Alberta Party to remain option on ballot


Party votes 67 per cent in favour of remaining a party

There are no Alberta Party representatives in the Legislature these days, but that isn’t stopping the party from pressing on.

The party decided it would remain on the ballot for the 2016 provincial election, despite a disappointing vote count in the most recent provincial election.

“I think it’s a good decision,” said Tim Osborne, St. Albert’s former Alberta Party candidate. “I think that there’s a lot of people who really got engaged in politics for the first time because of the Alberta Party and the approach that we took, so it’s important to make sure that people can still be involved.”

More than 120 people attended the annual general meeting in Calgary last Saturday, with the large majority in favour of remaining a political party.

More than 67 per cent of respondents of an internal survey said they wanted to remain an option for voters, said newly elected party president William Munsey.

“The other one-third was split between those believing we have already achieved our goal of changing the political conversation and those who believe we would have more influence by becoming a political think tank,” he said.

Osborne said he voted in support of the party continuing, but said the party has some work to do.

He said co-operation and possibly collaboration amongst progressive parties needs to be addressed.

“There’s more that brings them together, more similarities, than there are things that differentiate them,” he said. “I think there’s some practical considerations when it comes to figuring out how to best move forward.”

Osborne said it is also important for the party to take a stand on policy issues to give Albertans a better idea what the party stands for.
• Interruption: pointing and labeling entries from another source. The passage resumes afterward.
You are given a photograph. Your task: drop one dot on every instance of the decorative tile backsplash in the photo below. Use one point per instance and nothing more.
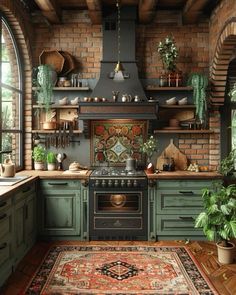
(114, 140)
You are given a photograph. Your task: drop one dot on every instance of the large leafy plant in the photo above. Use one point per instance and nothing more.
(218, 220)
(168, 53)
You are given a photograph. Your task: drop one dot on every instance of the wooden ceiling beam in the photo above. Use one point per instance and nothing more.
(193, 10)
(95, 11)
(50, 9)
(147, 10)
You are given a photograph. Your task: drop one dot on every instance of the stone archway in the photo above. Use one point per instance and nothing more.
(224, 53)
(18, 20)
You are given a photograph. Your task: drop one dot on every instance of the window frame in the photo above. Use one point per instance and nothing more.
(19, 91)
Adding increased community involvement and creation of constituency associations should also be considered.

He received 1,195 votes, or 6.13 per cent, in the April 23 election, coming in the last of the pack in the St. Albert riding. He was beat out by Progressive Conservative candidate Stephen Khan, who won the seat with 53.76 per cent.

The Alberta Party came up empty handed in the election and Glenn Taylor, former party leader, announced his resignation at the end of July.

“I think everyone hoped for seats, but realistically, the party is only about two years old,” Osborne said. “We had thousands of people cast votes for the Alberta Party, so while we would have loved to have won some seats, the reality is that we did build some support and awareness and it’s important to build off that.”

He said he hasn’t decided whether he will run as an Alberta Party candidate in the next provincial election.